Needless to say, you should avoid comments about him overreacting, downplaying his mood swings, and generally minimizing the pain derived from even the occasionally “advantageous” parts of bipolar like increased productivity.
Being Understanding and Setting Boundaries
You can also ask her what the best thing you can do for him is. Again, so far you seem to be doing a stellar job of being understanding with him (which you’ll have to continue and when he becomes upset with you) and supporting him. This will have to carry over if there’s any tension resulting from his treatment changing or you trying to put boundaries in that wouldn’t keep you on the phone with him so often.
Speaking of that, that’s another question to ask his therapist; how can you set boundaries with him given his disorder? Maybe you can plan specific times for you talk with him in advance so you can be sure to speak with him regularly and maintain stability for him, but also be able to plan your own life around it.
You might even throw a safety net option in there and remind him that he can always reach out if it’s a dire emergency, but again, something the therapist should speak more on than I should.
And finally, it’ll be good to ask the therapist how you can delegate and get others involved a little bit more as long as he’s comfortable with it. Maybe one day a week another family member can be his point of contact, maybe you can plan get togethers with everyone more often, or potentially pay for one extra therapy session for him per month?
Conclusion: Helping Your Bipolar Son
So until you get answers to these questions, remind yourself that you’re serving a great role for your son and that his reliance on you reflects on you being a wonderful mother.

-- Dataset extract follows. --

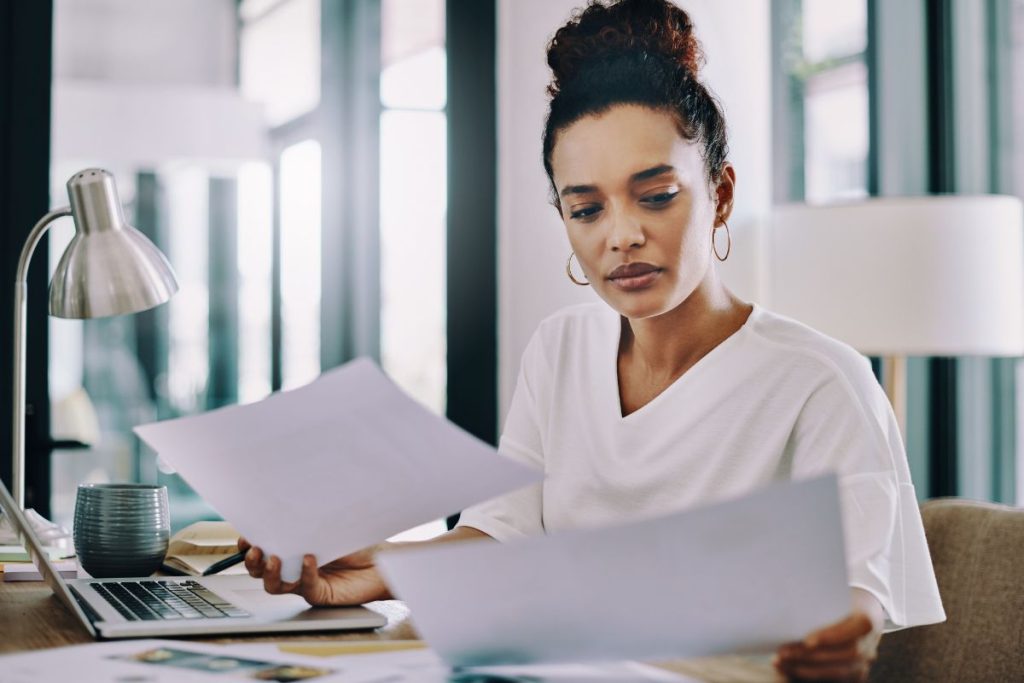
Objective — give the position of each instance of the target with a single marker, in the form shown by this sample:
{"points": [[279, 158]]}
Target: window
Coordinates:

I say this not to make you feel bad about changing your approach so as to develop more time for yourself, but so you don’t forget that this time on the phone with him is very meaningful to him and is not wasted while you do seek out a way of looking out for yourself a little more.
And when you do get these answers, know that they’re only going to help his future with bipolar; the future that you’re worried about. This will be important to keep in mind if there’s any initial pushback from him as you try to impart a new schedule.

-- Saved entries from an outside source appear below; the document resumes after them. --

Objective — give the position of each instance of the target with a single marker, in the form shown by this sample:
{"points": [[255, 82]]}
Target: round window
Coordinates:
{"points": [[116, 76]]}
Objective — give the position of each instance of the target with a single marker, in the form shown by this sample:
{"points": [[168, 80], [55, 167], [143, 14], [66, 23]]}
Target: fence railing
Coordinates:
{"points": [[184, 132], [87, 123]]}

A big thanks to our asker once again for making this episode possible, as well as for caring about real mental health concerns and striving to be the best mother she can be. Whether it’s a more day to day concern we’re more apt to addressing on the show or a more severe, diagnosable problem like bipolar, we’re all affected differently by that which we carry with us.
So even if it’s someone in your family who you know extremely well, it’s never a bad idea to ask as many questions as possible of them, their mental health professionals or other trusted sources that can help you understand what they’re going through specifically. Never assume too much.
And with that, it’s about time for me to get out of here. Thanks so much for your time today everyone and for sticking around until the end. We’ll be back again soon in 207, so don’t miss out. Take care of yourselves until then, and I’ll look forward to talking to you soon. Bye guys.